More than 60,000 concerned parents believe that regulators in Europe should intervene in the popular movie app TikTok.

This article was published on 7th April 2021 on Trouw in the Netherlands. 
Please find the English translation below.

The Chinese company Bytedance, owner of TikTok, would not do enough to guarantee the safety of the mostly young users. That says the Foundation for Market Information Research (SOMI), which represents these parents.

According to SOMI, concerns about the Chinese platform among parents are greater than ever after another deadly incident with the so-called 'blackout challenge' on TikTok. In addition, people let themselves suffocate for as long as possible while filming themselves.
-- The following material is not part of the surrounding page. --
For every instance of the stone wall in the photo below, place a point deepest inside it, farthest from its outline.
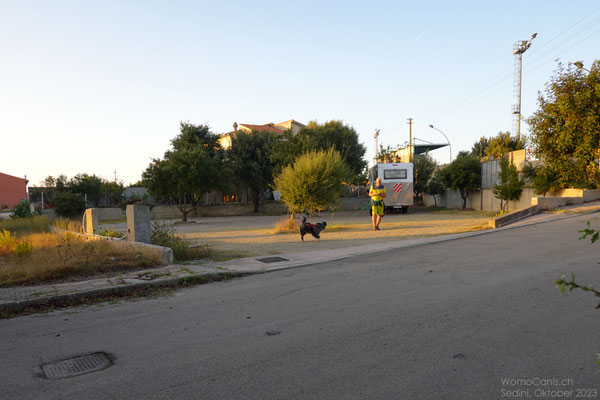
(485, 200)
Last month, a 12-year-old American boy would have died as a result of that challenge. Earlier this year, a ten-year-old Italian girl also died from the blackout challenge, her parents said. Children under the age of sixteen do need permission from their parents for a TikTok account, but according to SOMI, the age check is easy to circumvent.
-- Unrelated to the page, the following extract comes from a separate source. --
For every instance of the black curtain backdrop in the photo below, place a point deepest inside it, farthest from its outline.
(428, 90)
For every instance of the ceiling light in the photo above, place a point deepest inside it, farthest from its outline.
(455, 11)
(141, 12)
SOMI had already appealed to Dutch and European regulators in January to take tougher action against TikTok. An appeal is now also being made to Ireland, where TikTok has established its European headquarters, to intervene immediately. SOMI states that in addition to the many dangerous challenges on TikTok, the social medium is also a paradise for child predators looking for victims.
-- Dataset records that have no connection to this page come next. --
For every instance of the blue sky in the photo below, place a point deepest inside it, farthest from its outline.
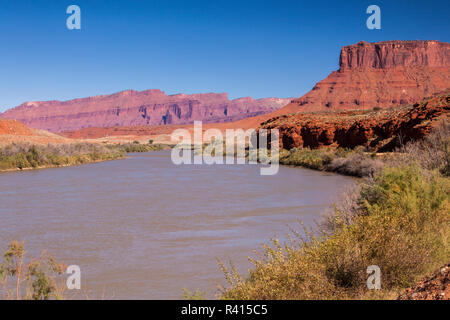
(245, 48)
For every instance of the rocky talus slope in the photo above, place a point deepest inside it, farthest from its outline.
(381, 74)
(380, 130)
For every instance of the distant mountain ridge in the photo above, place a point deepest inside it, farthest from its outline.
(137, 108)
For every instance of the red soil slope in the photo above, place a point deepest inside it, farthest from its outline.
(14, 127)
(381, 74)
(381, 130)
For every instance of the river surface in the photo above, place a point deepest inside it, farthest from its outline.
(144, 228)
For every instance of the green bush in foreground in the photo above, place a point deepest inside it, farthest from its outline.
(402, 225)
(36, 279)
(22, 156)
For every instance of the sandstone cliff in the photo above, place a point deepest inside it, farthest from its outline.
(382, 74)
(134, 108)
(381, 130)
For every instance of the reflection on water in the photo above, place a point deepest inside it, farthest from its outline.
(144, 228)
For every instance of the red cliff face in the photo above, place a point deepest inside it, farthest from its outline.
(381, 130)
(133, 108)
(382, 74)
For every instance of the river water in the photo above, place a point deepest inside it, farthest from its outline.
(144, 228)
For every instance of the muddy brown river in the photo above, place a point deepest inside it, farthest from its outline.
(143, 228)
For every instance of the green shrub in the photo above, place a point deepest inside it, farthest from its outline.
(402, 225)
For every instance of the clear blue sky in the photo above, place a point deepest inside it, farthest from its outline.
(246, 48)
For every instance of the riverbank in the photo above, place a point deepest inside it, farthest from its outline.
(25, 156)
(397, 220)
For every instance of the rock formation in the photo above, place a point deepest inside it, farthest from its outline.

Moreover, TikTok violates the privacy rules, according to the foundation that is preparing a collective claim against the app. “The participants come from all over Europe. Anyone who has an account of their own or has children with a TikTok account can participate in the claim ”, says Cor Wijtvliet, co-founder of SOMI.

TikTok has said it is doing a lot to ensure the safety of young users. For example, accounts of users between thirteen and fifteen years old would be set to private by default and strangers would not be able to see their videos automatically. Moderators also ban inappropriate videos and users can report offensive material. According to TikTok, the safety of young users is the number one priority.